BW #69: Election participation

BW #69: Election participation

This week's headlines have been full of election news. Yes, a major story has been that Donald Trump will be the first convicted felon to be nominated for the presidency by a major party in the US. But we just got results from elections in Mexico, where Claudia Sheinbaum was won the presidential election (https://www.nytimes.com/2024/06/02/world/americas/mexico-election.html?unlocked_article_code=1.xU0.Cwip.UwcN7wsJMugP&smid=url-share).

And we're getting results from India, where it looks like Narendra Modi has won a third term as prime minister, albeit with a weakened share of the parliament (https://www.nytimes.com/2024/06/04/world/asia/modi-india-election.html?unlocked_article_code=1.xU0.L3Lg.GpC3JHeHjBen&smid=url-share). And in just one month, the United Kingdom will hold a general election, one in which the ruling Conservative party appears to be heading for electoral disaster.

I considered looking at these individual countries' elections, and we might yet do that in future weeks. But I found an interesting data set from the International Institute for Democracy and Electoral Assistance (“International IDEA,” at https://idea.int) that describes voter turnout at countries around the world. We can look at which countries' citizens vote most often.

But wait, there's a catch: Over the last year, I've heard quite a bit about DuckDB. While I was at PyCon US in Pittsburgh, I heard people talk about it even more, and started to learn about it. And then I got e-mail from a Bamboo Weekly subscriber who suggested that I mention DuckDB. And so, this week, we'll use a combination of Pandas and DuckDB to answer questions about voter participation around the world. I'll add that this week's questions only scratch the surface of what we can do when using Pandas and DuckDB together; I expect to use them more in future issues, and (as always) welcome suggestions regarding what topics you would like to see.

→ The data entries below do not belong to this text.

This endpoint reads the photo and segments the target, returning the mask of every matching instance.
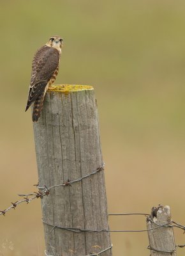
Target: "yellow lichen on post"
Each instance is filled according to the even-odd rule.
[[[94,88],[90,85],[54,84],[48,89],[48,92],[59,92],[63,93],[69,93],[85,90],[94,90]]]

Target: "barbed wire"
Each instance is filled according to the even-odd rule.
[[[84,179],[87,178],[88,177],[91,177],[91,175],[98,173],[100,172],[101,171],[103,171],[104,166],[105,166],[105,163],[103,163],[101,166],[98,167],[96,170],[93,170],[89,174],[87,174],[84,176],[81,177],[80,178],[77,179],[73,180],[70,180],[68,179],[67,181],[66,181],[63,183],[61,183],[61,184],[59,184],[57,185],[51,186],[48,188],[47,188],[46,186],[45,186],[44,187],[40,187],[39,186],[39,184],[33,185],[38,188],[38,189],[39,189],[38,191],[31,193],[29,194],[18,194],[18,195],[19,196],[23,197],[24,199],[16,201],[15,203],[11,202],[11,205],[10,206],[9,206],[8,208],[5,209],[3,211],[0,211],[0,215],[4,216],[6,212],[8,212],[8,211],[13,209],[15,210],[15,208],[17,207],[17,206],[20,204],[22,204],[22,203],[29,204],[32,200],[36,199],[36,198],[42,199],[43,198],[43,196],[48,196],[50,193],[50,189],[52,189],[53,188],[58,188],[58,187],[61,187],[61,186],[63,186],[63,187],[66,187],[68,186],[71,186],[73,183],[77,182],[78,181],[81,181]]]
[[[154,228],[148,228],[148,229],[142,229],[142,230],[110,230],[107,229],[100,229],[100,230],[91,230],[91,229],[85,229],[85,228],[73,228],[73,227],[61,227],[58,225],[54,225],[52,224],[50,224],[47,223],[46,221],[42,220],[42,222],[44,224],[46,224],[48,226],[52,227],[53,228],[52,228],[51,232],[52,232],[55,228],[60,228],[63,229],[64,230],[68,230],[68,231],[71,231],[73,232],[76,233],[80,233],[80,232],[94,232],[94,233],[100,233],[100,232],[148,232],[151,230],[153,230],[154,229],[157,229],[161,227],[172,227],[172,225],[170,225],[171,224],[172,221],[170,221],[168,223],[163,224],[161,225],[158,225],[157,227],[155,227]]]

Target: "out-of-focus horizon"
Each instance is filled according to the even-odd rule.
[[[1,1],[0,211],[35,190],[24,108],[34,54],[57,34],[64,47],[55,83],[94,87],[108,212],[168,204],[184,224],[184,12],[181,0]],[[109,222],[112,229],[145,228],[142,217]],[[1,256],[43,254],[40,200],[0,216],[0,225]],[[146,233],[111,236],[115,256],[149,254]]]

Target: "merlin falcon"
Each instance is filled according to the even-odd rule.
[[[33,58],[32,72],[26,111],[34,102],[32,119],[37,122],[42,109],[44,97],[48,88],[55,81],[59,72],[63,38],[52,36],[39,49]]]

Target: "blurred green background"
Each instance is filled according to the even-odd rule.
[[[64,47],[56,83],[94,86],[108,212],[149,213],[168,204],[184,225],[184,1],[0,3],[0,210],[35,190],[32,122],[24,109],[33,55],[57,34]],[[112,229],[145,228],[140,216],[109,222]],[[175,234],[177,244],[185,243],[182,231]],[[149,255],[146,233],[111,236],[114,256]],[[40,200],[0,216],[1,256],[44,250]]]

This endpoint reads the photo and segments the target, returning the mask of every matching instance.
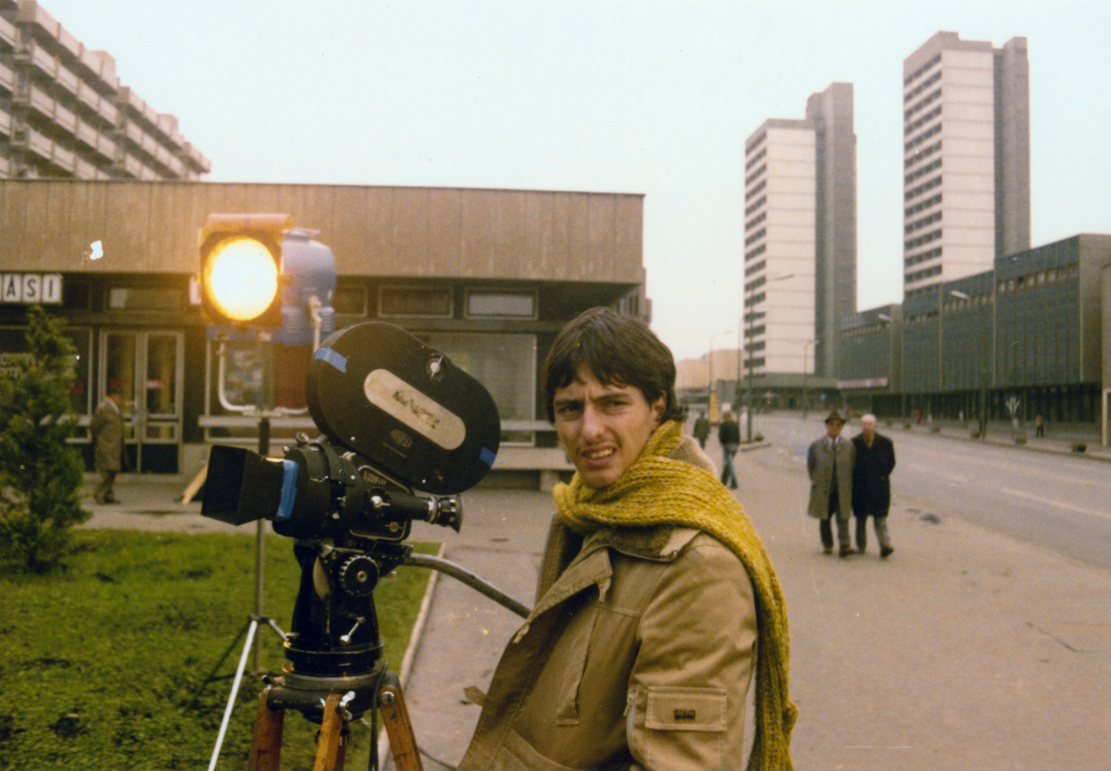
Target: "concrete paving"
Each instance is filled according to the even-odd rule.
[[[718,457],[713,440],[707,449]],[[827,557],[804,513],[805,472],[790,453],[767,445],[735,464],[735,494],[789,603],[798,768],[1107,767],[1109,571],[911,499],[893,502],[890,559],[874,547]],[[86,527],[234,530],[203,520],[199,504],[176,503],[184,484],[124,480],[124,502],[90,505]],[[414,539],[444,542],[448,559],[531,604],[550,495],[474,490],[464,501],[461,533],[420,524]],[[407,685],[418,740],[432,755],[462,757],[479,712],[463,688],[487,688],[519,623],[462,584],[438,582]]]

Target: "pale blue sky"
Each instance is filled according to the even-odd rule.
[[[744,138],[834,80],[855,87],[859,306],[901,299],[902,60],[938,30],[1029,39],[1033,244],[1111,232],[1105,0],[41,4],[178,117],[212,181],[645,193],[677,358],[737,329]]]

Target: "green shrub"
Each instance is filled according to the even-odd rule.
[[[81,458],[67,443],[73,346],[64,321],[28,312],[27,352],[0,374],[0,558],[41,573],[59,564],[81,509]],[[2,732],[0,728],[0,732]]]

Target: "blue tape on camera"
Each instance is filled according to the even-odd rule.
[[[317,352],[312,354],[312,358],[320,359],[326,363],[331,364],[340,372],[347,372],[347,357],[332,348],[318,348]]]
[[[281,503],[278,504],[278,513],[274,519],[284,522],[293,513],[293,500],[297,498],[297,461],[283,460],[281,480]]]

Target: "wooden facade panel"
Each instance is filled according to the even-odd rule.
[[[617,206],[612,196],[591,196],[590,204],[590,256],[594,276],[612,277],[614,274],[614,249],[617,247],[617,228],[613,217]]]
[[[142,272],[168,272],[170,266],[163,264],[151,250],[150,231],[152,229],[150,210],[151,189],[149,184],[121,184],[109,182],[109,196],[104,200],[104,260],[113,257],[112,262],[136,262]],[[104,270],[113,270],[112,266],[102,266]],[[120,270],[116,267],[114,270]],[[127,270],[127,269],[123,269]]]
[[[644,199],[641,196],[614,197],[613,277],[640,283],[644,276]]]
[[[527,277],[536,277],[537,256],[527,247],[526,231],[531,223],[526,217],[527,193],[519,190],[503,190],[498,197],[498,231],[494,249],[494,276],[507,276],[519,271]]]
[[[47,220],[48,196],[46,186],[34,186],[28,190],[20,218],[24,228],[21,257],[28,264],[34,266],[33,270],[41,270],[40,266],[50,264],[50,252],[47,250],[51,238],[50,223]]]
[[[570,279],[571,271],[571,196],[572,193],[551,193],[551,276]]]
[[[70,237],[81,248],[80,271],[131,270],[121,267],[126,254],[109,251],[104,248],[104,229],[108,221],[107,201],[109,188],[97,182],[72,182],[67,186],[69,191]],[[93,260],[92,244],[100,241],[100,258]],[[86,257],[88,254],[88,257]],[[116,266],[114,268],[112,266]]]
[[[367,257],[374,251],[368,230],[369,198],[367,188],[341,186],[332,190],[332,217],[327,230],[320,228],[318,238],[321,243],[331,247],[336,256],[336,269],[340,273],[349,276],[366,273],[366,268],[371,264],[371,260]],[[320,226],[307,224],[307,227]]]
[[[556,260],[553,203],[556,193],[524,197],[524,253],[529,264],[523,270],[528,278],[544,279],[556,276],[560,262]]]
[[[269,212],[319,230],[341,276],[635,283],[642,206],[579,192],[0,180],[0,263],[192,273],[208,214]]]
[[[336,247],[340,276],[389,276],[393,258],[393,188],[357,188],[363,192],[350,236],[343,237],[342,253]]]
[[[398,188],[393,193],[393,238],[388,274],[436,276],[429,269],[431,213],[428,188]]]
[[[474,190],[463,198],[460,253],[467,276],[496,276],[497,222],[498,200],[494,191]]]
[[[197,192],[180,184],[164,184],[152,187],[150,193],[151,264],[170,273],[197,272],[197,233],[206,217]]]
[[[80,270],[81,252],[69,227],[70,190],[50,188],[47,191],[47,229],[48,238],[42,244],[43,259],[48,262],[68,266],[64,270]]]
[[[590,197],[583,193],[568,196],[568,274],[570,281],[604,281],[609,277],[597,270],[590,243]]]
[[[462,191],[450,188],[429,190],[428,276],[460,276],[462,237]]]

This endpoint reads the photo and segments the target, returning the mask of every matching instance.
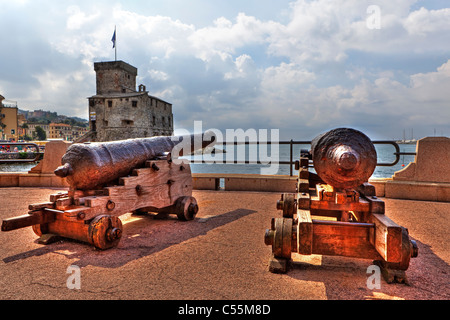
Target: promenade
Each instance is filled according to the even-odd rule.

Unfamiliar with DuckDB? Simply put, it's an in-memory, in-process database. So when you use it inside of a Python program, it's inside of the same process, with no client, server, or file. It has a complete and rich implementation of SQL, and can run queries on Pandas data frames. A quick tutorial is here: https://duckdb.org/2021/05/14/sql-on-pandas.html

I'll add that many of this week's questions, because they're using DuckDB, expect you to have at least some familiarity with SQL. My apologies if that makes the problems too hard to solve, but I will explain the SQL queries in tomorrow's solutions.

Data and five questions

This week's data comes from International IDEA's voter turnout database, whose home page is here:

https://www.idea.int/data-tools/data/voter-turnout-database

Go to that page, and click on the "Export data" button. This will download an Excel file. We're interested in the first ("All") sheet in the document.

Here are my five questions and tasks for this week. The learning goals include: Working with DuckDB and SQL, grouping, pivot tables, and working with datetime data.

I’ll be back tomorrow with my detailed solutions, including my Jupyter notebook.

  1. Read the Excel file into Pandas as a data frame. However, turn the "Year" column into a datetime column, the numeric columns into float (removing "%" and "," characters), and the "Election type" and "Compulsory voting" columns into categories. How much memory do we save in making such changes?
  2. Using Pandas, which five countries with non-compulsory voting has the highest mean VAP turnout? Now use DuckDB to calculate the same thing. How long did each query take?